Introducing a Human Rights Act will enhance Australia’s democracy. It will provide a yardstick by which to measure the performance of all levels of government, the courts and the community. It will also assist disadvantaged people, who are more likely to deal directly with the public service. New laws, policies and public programs will be measured against the Human Rights Act to ensure that human rights are safeguarded. Government departments and agencies will have to consider the impact that their day-to-day operations are likely to have on human rights.
The experience in comparative jurisdictions such as the United Kingdom, the Australian Capital Territory and, most recently, Victoria, is that the introduction of legislative human rights instruments have a significant impact on public sector culture, improving the community’s experience of Government. Some of the benefits ascribed to human rights instruments include:
a ‘significant, but beneficial, impact on the development of policy’;
- enhanced scrutiny, transparency and accountability in government;
- better public service outcomes and increased levels of ‘consumer’ satisfaction as a result of more participatory and empowering policy development processes and more individualised, flexible and responsive public services;
- ‘new thinking’ as the core human rights principles of dignity, equality, respect, fairness and autonomy can help decision-makers ‘see seemingly intractable problems in a new light’;
- the language and ideas of rights can be used to secure positive changes not only to individual circumstances, but also to policies and procedures; and
- awareness-raising, education and capacity building around human rights can empower people and lead to improved public service delivery and outcomes. [1]
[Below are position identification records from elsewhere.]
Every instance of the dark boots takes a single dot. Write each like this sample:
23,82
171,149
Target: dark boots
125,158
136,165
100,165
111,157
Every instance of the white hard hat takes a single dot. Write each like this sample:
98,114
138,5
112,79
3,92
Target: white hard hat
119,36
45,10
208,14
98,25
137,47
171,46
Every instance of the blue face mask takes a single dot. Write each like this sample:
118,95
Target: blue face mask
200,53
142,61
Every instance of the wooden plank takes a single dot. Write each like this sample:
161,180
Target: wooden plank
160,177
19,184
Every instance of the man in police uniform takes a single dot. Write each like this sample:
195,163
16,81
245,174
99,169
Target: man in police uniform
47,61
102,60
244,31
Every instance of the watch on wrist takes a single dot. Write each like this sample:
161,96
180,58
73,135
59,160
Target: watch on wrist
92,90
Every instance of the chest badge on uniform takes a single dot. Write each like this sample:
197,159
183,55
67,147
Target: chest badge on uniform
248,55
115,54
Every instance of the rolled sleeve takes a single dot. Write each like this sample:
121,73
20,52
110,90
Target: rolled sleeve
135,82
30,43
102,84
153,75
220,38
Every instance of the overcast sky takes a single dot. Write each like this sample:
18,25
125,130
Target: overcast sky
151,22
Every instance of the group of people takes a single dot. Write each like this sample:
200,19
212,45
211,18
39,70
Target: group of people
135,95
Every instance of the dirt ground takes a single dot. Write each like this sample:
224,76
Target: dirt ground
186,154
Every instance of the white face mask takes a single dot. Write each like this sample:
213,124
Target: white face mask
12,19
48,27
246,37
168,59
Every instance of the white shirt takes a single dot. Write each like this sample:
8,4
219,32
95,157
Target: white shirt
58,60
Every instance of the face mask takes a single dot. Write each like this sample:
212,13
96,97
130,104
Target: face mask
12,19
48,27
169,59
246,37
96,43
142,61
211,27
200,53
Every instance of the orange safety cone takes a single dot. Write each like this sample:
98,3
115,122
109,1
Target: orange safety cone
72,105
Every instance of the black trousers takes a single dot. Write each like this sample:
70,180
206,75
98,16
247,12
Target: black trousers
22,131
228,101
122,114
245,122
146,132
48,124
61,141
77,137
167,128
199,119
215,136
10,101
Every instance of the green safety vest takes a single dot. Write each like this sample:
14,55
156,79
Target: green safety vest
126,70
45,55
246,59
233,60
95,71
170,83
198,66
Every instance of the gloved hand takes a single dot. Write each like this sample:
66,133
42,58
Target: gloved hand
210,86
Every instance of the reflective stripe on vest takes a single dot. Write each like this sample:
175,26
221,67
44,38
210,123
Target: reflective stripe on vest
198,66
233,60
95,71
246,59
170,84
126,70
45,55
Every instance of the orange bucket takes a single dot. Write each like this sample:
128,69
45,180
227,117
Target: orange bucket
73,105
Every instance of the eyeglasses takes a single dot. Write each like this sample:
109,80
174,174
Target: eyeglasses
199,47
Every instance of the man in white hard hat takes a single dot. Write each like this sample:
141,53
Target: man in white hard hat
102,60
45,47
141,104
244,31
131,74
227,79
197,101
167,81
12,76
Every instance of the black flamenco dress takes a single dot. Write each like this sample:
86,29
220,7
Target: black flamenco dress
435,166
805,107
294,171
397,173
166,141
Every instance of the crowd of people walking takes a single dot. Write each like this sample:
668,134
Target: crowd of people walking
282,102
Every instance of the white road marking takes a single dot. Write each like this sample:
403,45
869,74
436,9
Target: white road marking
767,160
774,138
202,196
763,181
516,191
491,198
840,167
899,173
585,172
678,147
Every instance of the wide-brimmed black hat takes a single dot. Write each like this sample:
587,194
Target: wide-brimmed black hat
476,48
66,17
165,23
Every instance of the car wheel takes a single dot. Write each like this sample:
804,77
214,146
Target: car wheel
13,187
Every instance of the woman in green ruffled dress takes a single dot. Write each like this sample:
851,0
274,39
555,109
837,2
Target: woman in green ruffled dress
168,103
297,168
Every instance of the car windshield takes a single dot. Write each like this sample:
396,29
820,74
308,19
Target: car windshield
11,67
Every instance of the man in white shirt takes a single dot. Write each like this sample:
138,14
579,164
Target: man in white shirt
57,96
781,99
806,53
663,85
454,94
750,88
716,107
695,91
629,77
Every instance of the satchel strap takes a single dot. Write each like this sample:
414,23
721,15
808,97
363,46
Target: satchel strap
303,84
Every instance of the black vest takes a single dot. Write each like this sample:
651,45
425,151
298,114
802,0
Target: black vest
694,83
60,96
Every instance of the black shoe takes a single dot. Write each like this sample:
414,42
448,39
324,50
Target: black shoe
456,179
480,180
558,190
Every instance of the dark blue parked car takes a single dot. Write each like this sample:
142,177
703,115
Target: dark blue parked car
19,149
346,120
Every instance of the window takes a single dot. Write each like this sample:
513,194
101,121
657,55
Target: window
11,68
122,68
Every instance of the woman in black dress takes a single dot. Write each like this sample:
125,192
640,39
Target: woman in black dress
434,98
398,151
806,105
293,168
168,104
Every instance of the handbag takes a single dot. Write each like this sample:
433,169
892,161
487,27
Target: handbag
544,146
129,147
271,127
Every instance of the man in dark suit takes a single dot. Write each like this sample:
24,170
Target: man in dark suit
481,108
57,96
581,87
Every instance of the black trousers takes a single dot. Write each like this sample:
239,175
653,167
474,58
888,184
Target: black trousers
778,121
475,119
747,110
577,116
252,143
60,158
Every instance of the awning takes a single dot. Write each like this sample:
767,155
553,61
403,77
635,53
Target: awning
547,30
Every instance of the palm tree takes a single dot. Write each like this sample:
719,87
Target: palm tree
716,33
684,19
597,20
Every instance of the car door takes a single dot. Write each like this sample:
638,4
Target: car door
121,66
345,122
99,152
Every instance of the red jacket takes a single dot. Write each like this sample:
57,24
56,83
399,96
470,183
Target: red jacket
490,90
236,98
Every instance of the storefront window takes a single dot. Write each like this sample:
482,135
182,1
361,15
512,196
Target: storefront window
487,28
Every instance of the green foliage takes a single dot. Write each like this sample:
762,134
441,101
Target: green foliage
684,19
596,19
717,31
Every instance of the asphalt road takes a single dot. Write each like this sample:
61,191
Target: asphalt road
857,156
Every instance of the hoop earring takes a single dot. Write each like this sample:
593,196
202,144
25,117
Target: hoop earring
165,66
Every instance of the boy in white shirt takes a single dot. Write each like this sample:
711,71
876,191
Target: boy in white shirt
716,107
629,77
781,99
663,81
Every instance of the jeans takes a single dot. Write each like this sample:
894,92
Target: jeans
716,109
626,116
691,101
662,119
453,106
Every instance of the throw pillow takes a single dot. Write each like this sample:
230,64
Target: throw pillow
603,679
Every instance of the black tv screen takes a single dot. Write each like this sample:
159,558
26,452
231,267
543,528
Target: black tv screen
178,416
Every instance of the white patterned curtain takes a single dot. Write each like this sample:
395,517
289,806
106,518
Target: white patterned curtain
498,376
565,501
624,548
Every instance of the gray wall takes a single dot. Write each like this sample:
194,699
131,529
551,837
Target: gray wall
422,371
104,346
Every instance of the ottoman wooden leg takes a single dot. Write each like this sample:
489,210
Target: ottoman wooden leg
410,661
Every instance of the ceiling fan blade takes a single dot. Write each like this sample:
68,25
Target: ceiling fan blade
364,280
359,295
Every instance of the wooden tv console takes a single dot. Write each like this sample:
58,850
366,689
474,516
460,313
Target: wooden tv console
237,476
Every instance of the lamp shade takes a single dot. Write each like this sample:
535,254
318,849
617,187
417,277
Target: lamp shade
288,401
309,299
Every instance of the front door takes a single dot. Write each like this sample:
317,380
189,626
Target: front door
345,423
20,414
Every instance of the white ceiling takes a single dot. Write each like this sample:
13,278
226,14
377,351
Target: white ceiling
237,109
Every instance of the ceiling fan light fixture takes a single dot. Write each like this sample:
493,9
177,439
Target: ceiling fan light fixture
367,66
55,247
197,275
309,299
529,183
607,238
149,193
Charters operate to open Governments’ eyes to human rights breaches that may otherwise be overlooked.
The Human Rights Act will constitute an historic leap forward for the protection of human rights in Australia. It will demonstrate Australia’s commitment to improving social justice and fairness, particularly for the disadvantaged, and display a commitment to Australia’s international human rights obligations.
Australia’s ratification of the International Covenant on Civil and Political Rights and the International Covenant on Economic, Social and Cultural Rights has created international law obligations that require all arms of the federal system to act to respect, protect and fulfil human rights.
The Human Rights Act will foster a society that values and respects human rights and social justice - a society that will be inherited by future generations of Australians.
Philip Lynch, Executive Director, Human Rights Law Resource Centre
[1] See generally, Department for Constitutional Affairs (UK) (the DCA), Review of the Implementation of the Human Rights Act (July 2006) (the DCA Review); British Institute of Human Rights, The Human Rights Act: Changing Lives (2007); Audit Commission (UK), Human Rights: Improving Public Service Delivery (October 2003).